Odd numbers follow a regular pattern: they appear at every other position in the number line. In any consecutive sequence, roughly half the numbers are odd and half are even.

The key insight is that we don't need to check each number individually - we can use the structure of the range itself to calculate the count directly.

By recognizing the alternating pattern of odd/even numbers, we can transform this from a counting problem (which would require iteration) into a pure arithmetic calculation.

This makes the solution work in constant time O(1), regardless of whether the range contains 10 numbers or 1 billion numbers!

Think about how odd numbers are distributed on a number line. Between any two numbers, the count of odds depends on:

1. The total count of numbers in the range
2. Whether the endpoints are odd or even

For example, [1, 2, 3, 4, 5] has 5 numbers total. Since we start with odd 1, the pattern is odd-even-odd-even-odd, giving us 3 odds. But [2, 3, 4, 5, 6] also has 5 numbers, yet starts with even 2, so the pattern is even-odd-even-odd-even, giving us only 2 odds.

The formula involves the range size and whether we're starting/ending on odd or even boundaries.

The optimal approach uses pure arithmetic to calculate the count in constant time. The key formula is: (high - low) / 2 + 1 if both endpoints have the same parity (both odd or both even), otherwise (high - low + 1) / 2. This works because odd numbers alternate with even numbers, so in any range, approximately half are odd. The exact count depends on whether the range starts and ends on odd or even boundaries. By checking the parity of low and high using modulo operations, we can determine the precise count without any iteration.

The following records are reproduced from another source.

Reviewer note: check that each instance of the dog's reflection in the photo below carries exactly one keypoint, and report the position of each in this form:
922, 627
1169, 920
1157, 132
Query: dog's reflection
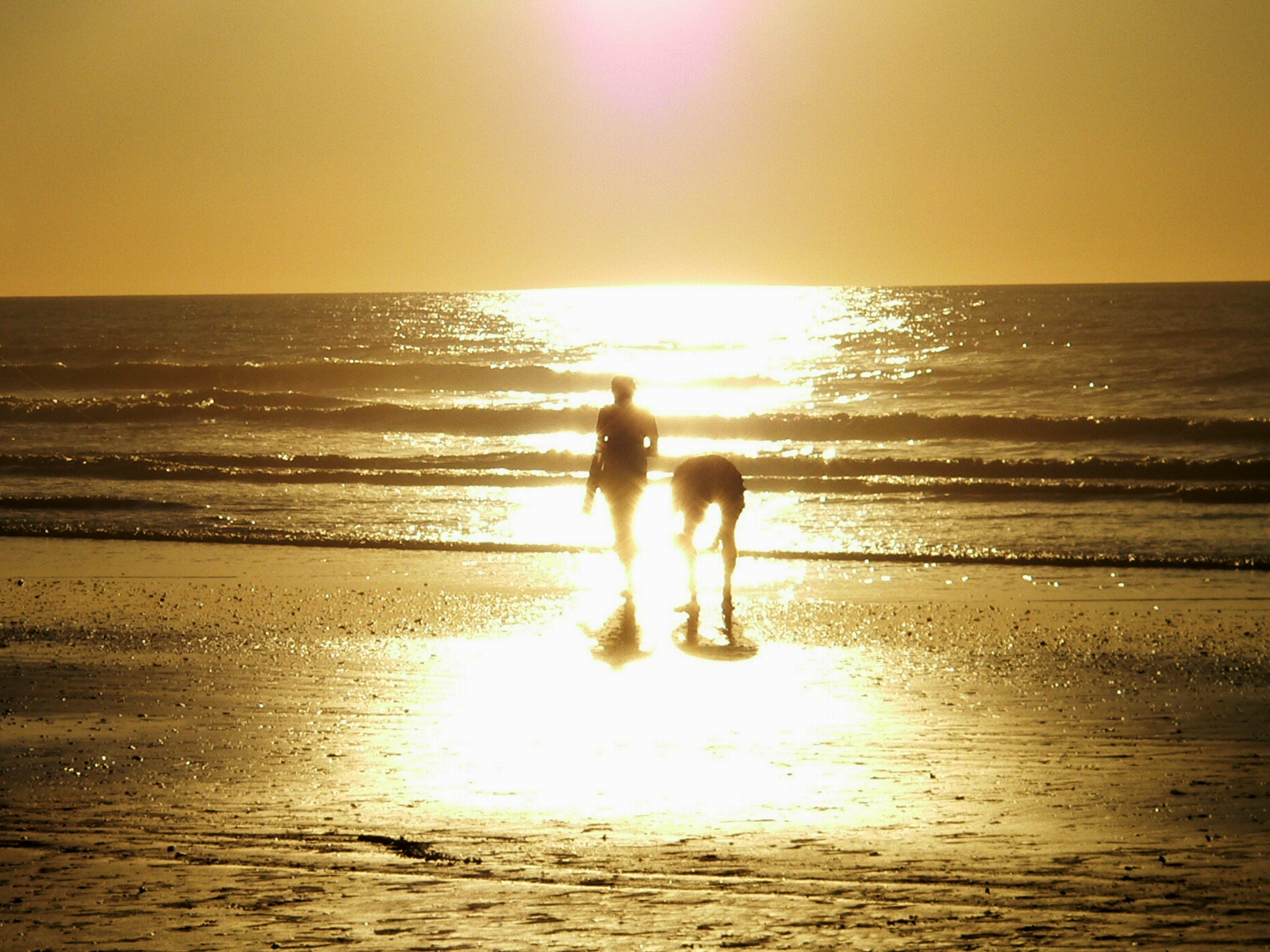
734, 646
618, 640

def count_odds(low, high):
    """
    Count odd integers in range [low, high] using arithmetic.
    Time: O(1), Space: O(1)
    """
    # Check if both endpoints have same parity
    low_is_odd = low % 2 == 1
    high_is_odd = high % 2 == 1
    
    # Calculate count based on parity
    if low_is_odd and high_is_odd:
        # Both odd: (high - low) / 2 + 1
        count = (high - low) // 2 + 1
    elif low_is_odd or high_is_odd:
        # One odd: (high - low + 1) / 2
        count = (high - low + 1) // 2
    else:
        # Both even: (high - low) / 2
        count = (high - low) // 2
    
    return count

• Arithmetic counting over iteration: When asked to count elements in a range with a predictable pattern (odd/even numbers, multiples), use mathematical formulas instead of loops - this transforms O(n) enumeration into O(1) calculation, essential when bounds reach 10^9.
• Inclusive range formula: For odd numbers in [low, high], use `(high - low) / 2 + 1` when both have same parity, or `(high - low + 1) / 2` as the universal formula - the key insight is that integer division naturally handles both even and odd boundaries without complex conditionals.
• Parity-based problem recognition: Whenever a problem involves counting alternating patterns (odd/even, every nth element) in a range, immediately consider closed-form arithmetic solutions - these problems are disguised math exercises, not iteration challenges.
• Off-by-one in inclusive ranges: The most common mistake is forgetting the range is inclusive on both ends - for [3, 7], students often calculate 2 odds instead of 3 by missing that both boundaries count. Always add 1 to account for inclusive endpoints in your formula.
• Boundary condition testing: Test your formula with small manual cases like [1,1] (answer: 1), [1,2] (answer: 1), [2,2] (answer: 0), and [1,5] (answer: 3) - if your arithmetic works for these edge cases, it scales to 10^9 without modification.
• Range query optimization pattern: This technique extends to any range aggregation problem where you can derive the answer from boundary values alone - think sum of arithmetic sequences, counting multiples, or date range calculations in production systems handling millions of records.